Grönland Salyangoz Balığı: Antifriz Proteinleri ile Hayatta Kalma

Antifriz Proteinleriyle Dolu Bir Salyangoz Balığı

Grönland’ın derin sularında yaşayan bir salyangoz balığı, bilim insanlarını hayrete düşüren bir keşif ile gündeme geldi. Bu küçük canlı, soğuk sularda hayatta kalabilme yeteneğiyle dikkat çekiyor.

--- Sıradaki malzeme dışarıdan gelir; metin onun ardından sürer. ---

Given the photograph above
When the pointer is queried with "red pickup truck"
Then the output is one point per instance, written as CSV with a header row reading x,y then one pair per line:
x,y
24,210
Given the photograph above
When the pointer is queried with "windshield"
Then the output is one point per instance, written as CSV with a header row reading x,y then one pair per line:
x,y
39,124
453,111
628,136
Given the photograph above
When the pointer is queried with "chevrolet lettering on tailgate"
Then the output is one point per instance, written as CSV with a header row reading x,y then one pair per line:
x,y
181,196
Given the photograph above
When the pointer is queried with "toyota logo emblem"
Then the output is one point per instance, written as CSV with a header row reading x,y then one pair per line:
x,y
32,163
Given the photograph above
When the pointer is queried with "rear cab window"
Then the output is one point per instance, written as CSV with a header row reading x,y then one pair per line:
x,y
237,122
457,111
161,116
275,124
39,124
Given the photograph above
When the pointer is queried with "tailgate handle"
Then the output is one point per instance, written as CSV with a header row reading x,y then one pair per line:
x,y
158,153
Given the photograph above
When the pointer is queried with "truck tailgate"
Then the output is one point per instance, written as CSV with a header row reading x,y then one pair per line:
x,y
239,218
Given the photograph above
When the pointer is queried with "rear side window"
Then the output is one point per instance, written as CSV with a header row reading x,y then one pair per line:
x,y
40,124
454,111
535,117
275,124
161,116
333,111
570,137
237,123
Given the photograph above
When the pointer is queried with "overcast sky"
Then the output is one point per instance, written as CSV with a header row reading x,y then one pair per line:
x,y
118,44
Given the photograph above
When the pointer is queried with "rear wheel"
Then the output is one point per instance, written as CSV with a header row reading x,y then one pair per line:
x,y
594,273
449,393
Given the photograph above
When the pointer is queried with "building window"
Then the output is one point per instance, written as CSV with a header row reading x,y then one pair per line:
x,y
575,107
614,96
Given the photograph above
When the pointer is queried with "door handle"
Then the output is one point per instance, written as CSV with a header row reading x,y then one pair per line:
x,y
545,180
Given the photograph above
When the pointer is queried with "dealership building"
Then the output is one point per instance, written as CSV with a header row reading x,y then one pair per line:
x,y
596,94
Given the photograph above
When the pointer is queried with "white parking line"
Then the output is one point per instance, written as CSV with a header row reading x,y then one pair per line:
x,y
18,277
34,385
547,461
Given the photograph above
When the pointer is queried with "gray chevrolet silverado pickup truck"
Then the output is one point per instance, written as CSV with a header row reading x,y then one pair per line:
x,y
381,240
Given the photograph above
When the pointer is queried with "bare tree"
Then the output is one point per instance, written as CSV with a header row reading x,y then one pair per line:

Liparis gibbus olarak bilinen bu tür, ilk olarak gösterişli biyolüminesans özelliği ile tanındı. Ancak yapılan araştırmalar, bu minik balığın içinde rekor düzeyde antifriz proteinleri barındırdığını ortaya çıkardı.

Amerikan Doğa Tarihi Müzesi’nde araştırma görevlisi ve New York Şehir Üniversitesi Baruch Koleji’nde seçkin bir biyoloji profesörü olan David Gruber, bu durumu şöyle açıklıyor: “Arabanızdaki antifrizin, soğuk havalarda radyatördeki suyun donmasını engellemesine benzer şekilde, bazı hayvanlar da buz kristallerinin oluşumunu önleyen antifriz proteinleri geliştirerek donmayı engelleyen etkileyici sistemler geliştirmiştir.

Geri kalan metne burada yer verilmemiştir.